When a new problem arrives, the first step is to read the docPath of agents registered as experts for that domain — adding one lookup step before beginning independent implementation. The pattern holds under the assumption that lookup cost is lower than re-implementation cost.

Application Pattern — Real Query Flow

Adding ComfyUI integration to a blog publish skill illustrates the call sequence:

  1. wikycore search: "comfyui SDXL Tailscale" → returns the Video Production Director's comfyui-windows-setup.md slug.
  2. Knowledge Graph query: comfyui-remote-image-gen skill owner = Video Production Director, level expert.
  3. Read that agent's docPath and reuse the call pattern directly.
  4. Newly acquired knowledge is registered back to wikycore → future queries resolve at step 1.

The Knowledge Graph designates the source of the document to read; wikycore stores the document itself. The two systems are in a pointer-to-content relationship.

Operational Rules — Common Judgment Points

Shared (wikycore) vs. Private (docs/) Boundary

Principle: if another agent would find value in a tool, utility, or pattern, it belongs in wikycore; if it is project-internal convention or a work log, it belongs in docs/. When the judgment is ambiguous, reduce it to: "Would this be meaningful if a neighboring agent read it?" If no, keep it private.

Level Inflation in Self-Assessed Registries

Explicit registration is inherently self-assessed. To prevent level inflation, one rule was added to the operational policy: expert level requires the file referenced by docPath to exist. Registration metadata can be overstated, but the content of the referenced file is verifiable.

Document Staleness

A wiki document is a snapshot of facts at the time of writing. Code changes. The stated rule: when memory conflicts with code, trust the code. The wiki is a starting point, not a conclusion. Without this rule, an outdated wiki entry actively points agents in the wrong direction.

Scope and Open Questions

This structure is valid under the following conditions:

  • Multiple agents run in parallel with partially overlapping work domains.
  • A continuously available node exists to host the shared store (home server, VPS, or internal network).
  • Each agent has the permissions and network path to call the shared API.
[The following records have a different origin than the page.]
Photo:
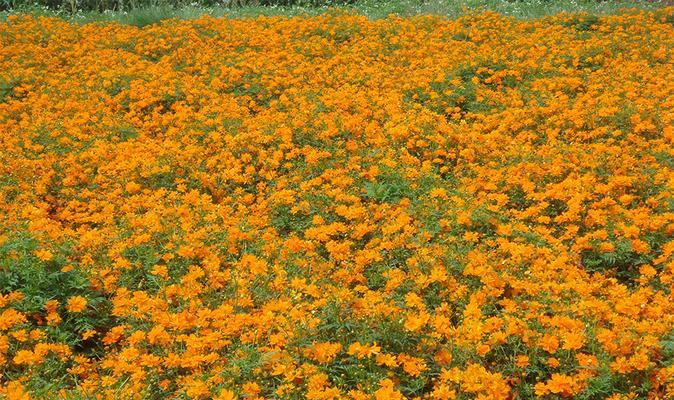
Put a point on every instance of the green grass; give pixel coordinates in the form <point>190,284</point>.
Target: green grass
<point>375,9</point>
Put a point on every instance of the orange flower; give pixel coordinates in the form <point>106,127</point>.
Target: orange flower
<point>76,304</point>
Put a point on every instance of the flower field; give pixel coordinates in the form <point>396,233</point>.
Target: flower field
<point>333,207</point>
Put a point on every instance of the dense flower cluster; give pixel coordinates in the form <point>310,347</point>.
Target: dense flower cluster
<point>333,207</point>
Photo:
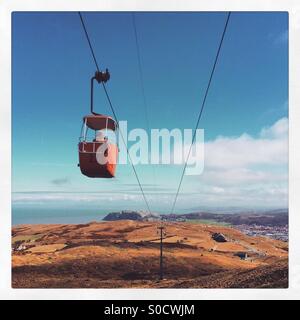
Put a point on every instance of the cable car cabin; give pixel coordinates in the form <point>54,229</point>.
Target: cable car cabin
<point>98,157</point>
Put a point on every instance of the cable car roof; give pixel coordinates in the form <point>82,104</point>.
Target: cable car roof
<point>100,121</point>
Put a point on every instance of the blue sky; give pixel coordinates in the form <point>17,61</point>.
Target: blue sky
<point>247,105</point>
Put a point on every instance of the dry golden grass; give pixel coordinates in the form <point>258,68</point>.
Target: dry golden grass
<point>125,253</point>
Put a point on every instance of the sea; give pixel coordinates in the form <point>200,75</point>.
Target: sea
<point>56,215</point>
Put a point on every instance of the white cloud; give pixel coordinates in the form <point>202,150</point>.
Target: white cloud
<point>246,170</point>
<point>232,153</point>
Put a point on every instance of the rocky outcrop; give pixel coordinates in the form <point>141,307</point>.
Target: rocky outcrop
<point>219,237</point>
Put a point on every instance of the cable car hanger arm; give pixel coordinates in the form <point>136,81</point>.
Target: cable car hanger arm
<point>100,77</point>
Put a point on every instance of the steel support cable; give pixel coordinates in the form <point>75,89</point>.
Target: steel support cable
<point>201,110</point>
<point>113,111</point>
<point>141,76</point>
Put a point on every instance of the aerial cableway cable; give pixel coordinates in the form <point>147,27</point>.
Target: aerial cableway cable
<point>201,110</point>
<point>113,111</point>
<point>141,76</point>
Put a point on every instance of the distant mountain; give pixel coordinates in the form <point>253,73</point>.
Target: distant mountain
<point>277,217</point>
<point>131,215</point>
<point>265,218</point>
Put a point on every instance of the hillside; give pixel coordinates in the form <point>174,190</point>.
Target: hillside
<point>125,254</point>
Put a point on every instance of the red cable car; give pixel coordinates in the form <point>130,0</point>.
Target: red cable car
<point>98,154</point>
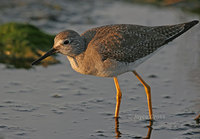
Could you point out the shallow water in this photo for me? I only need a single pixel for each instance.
(56, 102)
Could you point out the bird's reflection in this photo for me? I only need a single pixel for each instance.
(197, 119)
(118, 133)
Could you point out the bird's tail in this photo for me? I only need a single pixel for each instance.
(176, 30)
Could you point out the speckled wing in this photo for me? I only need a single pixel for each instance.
(128, 43)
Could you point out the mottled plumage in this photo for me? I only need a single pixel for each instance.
(111, 50)
(128, 43)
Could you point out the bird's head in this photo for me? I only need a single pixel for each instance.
(68, 43)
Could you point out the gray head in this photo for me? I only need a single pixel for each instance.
(68, 43)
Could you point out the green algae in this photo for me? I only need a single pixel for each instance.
(20, 44)
(192, 6)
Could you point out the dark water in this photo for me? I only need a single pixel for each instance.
(56, 102)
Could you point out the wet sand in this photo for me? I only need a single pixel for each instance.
(57, 102)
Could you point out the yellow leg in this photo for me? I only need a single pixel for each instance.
(148, 93)
(118, 97)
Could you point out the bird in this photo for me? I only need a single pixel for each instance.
(111, 50)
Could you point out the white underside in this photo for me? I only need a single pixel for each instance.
(123, 67)
(115, 69)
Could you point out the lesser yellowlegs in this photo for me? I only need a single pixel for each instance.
(111, 50)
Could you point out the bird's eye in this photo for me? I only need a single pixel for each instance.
(66, 42)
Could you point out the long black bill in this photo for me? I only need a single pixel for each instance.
(49, 53)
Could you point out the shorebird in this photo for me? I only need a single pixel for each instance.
(111, 50)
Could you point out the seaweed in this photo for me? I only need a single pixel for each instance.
(22, 43)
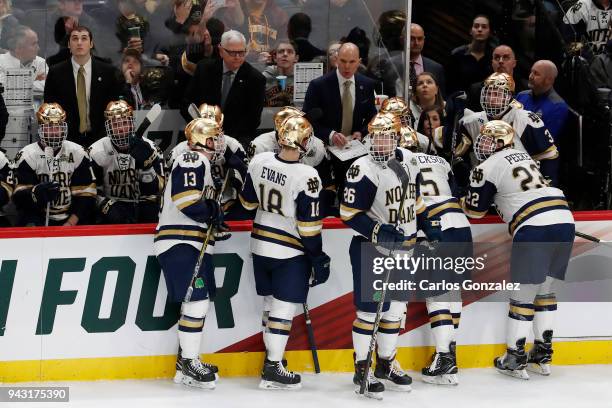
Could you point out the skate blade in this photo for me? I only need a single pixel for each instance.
(373, 395)
(542, 369)
(520, 374)
(444, 379)
(391, 386)
(272, 385)
(190, 382)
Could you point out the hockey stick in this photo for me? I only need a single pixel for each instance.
(404, 178)
(209, 234)
(194, 112)
(591, 238)
(313, 345)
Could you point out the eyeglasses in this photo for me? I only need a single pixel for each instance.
(231, 53)
(502, 57)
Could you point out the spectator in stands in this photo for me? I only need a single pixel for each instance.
(543, 100)
(23, 50)
(71, 11)
(591, 17)
(503, 61)
(332, 56)
(471, 62)
(381, 67)
(298, 30)
(346, 101)
(427, 94)
(418, 63)
(83, 86)
(279, 90)
(601, 68)
(233, 84)
(8, 22)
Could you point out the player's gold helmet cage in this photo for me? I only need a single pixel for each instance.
(119, 123)
(52, 127)
(296, 133)
(199, 131)
(496, 94)
(494, 136)
(383, 134)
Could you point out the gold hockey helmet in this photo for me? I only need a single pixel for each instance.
(119, 123)
(494, 136)
(206, 134)
(295, 132)
(496, 93)
(283, 114)
(52, 127)
(211, 112)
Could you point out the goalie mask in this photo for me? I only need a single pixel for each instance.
(206, 135)
(398, 107)
(408, 139)
(119, 123)
(211, 112)
(295, 133)
(383, 133)
(494, 136)
(52, 127)
(496, 94)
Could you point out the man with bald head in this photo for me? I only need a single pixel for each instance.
(341, 104)
(503, 61)
(543, 100)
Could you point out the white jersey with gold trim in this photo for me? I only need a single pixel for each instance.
(182, 208)
(512, 180)
(286, 195)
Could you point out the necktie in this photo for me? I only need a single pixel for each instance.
(412, 76)
(82, 100)
(227, 84)
(347, 109)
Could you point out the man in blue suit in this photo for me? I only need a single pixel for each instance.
(346, 102)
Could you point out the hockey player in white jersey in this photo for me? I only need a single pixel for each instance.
(316, 156)
(397, 106)
(129, 170)
(285, 242)
(370, 206)
(530, 134)
(188, 210)
(54, 180)
(444, 309)
(233, 159)
(592, 18)
(543, 229)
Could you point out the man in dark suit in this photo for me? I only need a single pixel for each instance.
(232, 84)
(346, 102)
(83, 86)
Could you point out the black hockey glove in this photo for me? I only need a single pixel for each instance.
(118, 212)
(431, 228)
(215, 216)
(142, 152)
(320, 269)
(387, 236)
(46, 192)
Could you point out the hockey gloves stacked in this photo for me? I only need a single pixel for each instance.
(387, 236)
(320, 269)
(143, 153)
(46, 192)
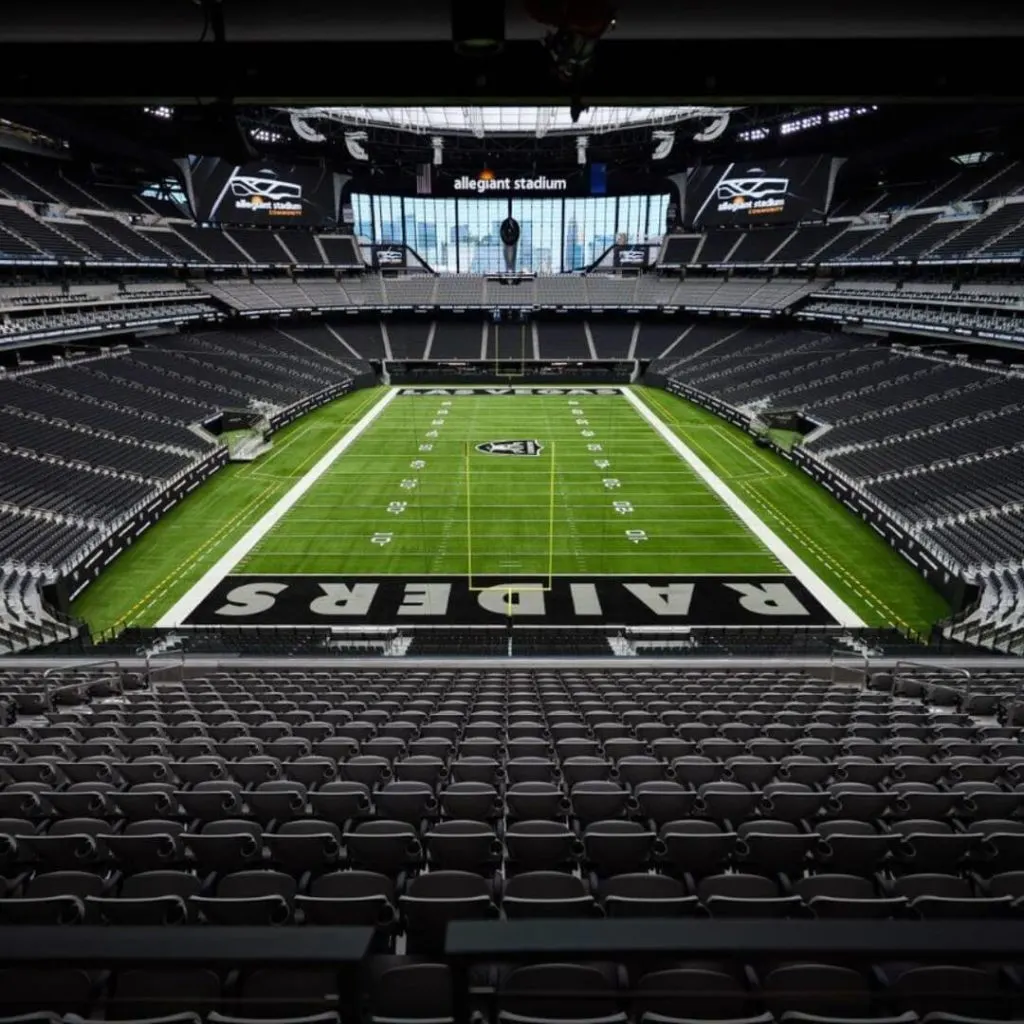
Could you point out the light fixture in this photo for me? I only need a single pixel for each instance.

Conversely, for a single-agent setup or a configuration where domains are entirely independent, the overhead may exceed the benefit.

Open questions:

  • What signals should automate wiki staleness detection — document last-accessed timestamp, recent commit date of linked code paths, or something else?
  • What signals beyond self-assessment can calibrate Knowledge Graph level values — can cross-agent reference frequency serve as a corrective signal?
  • Is per-domain tuning of the RRF k parameter worth the complexity, or is a single fixed value sufficient?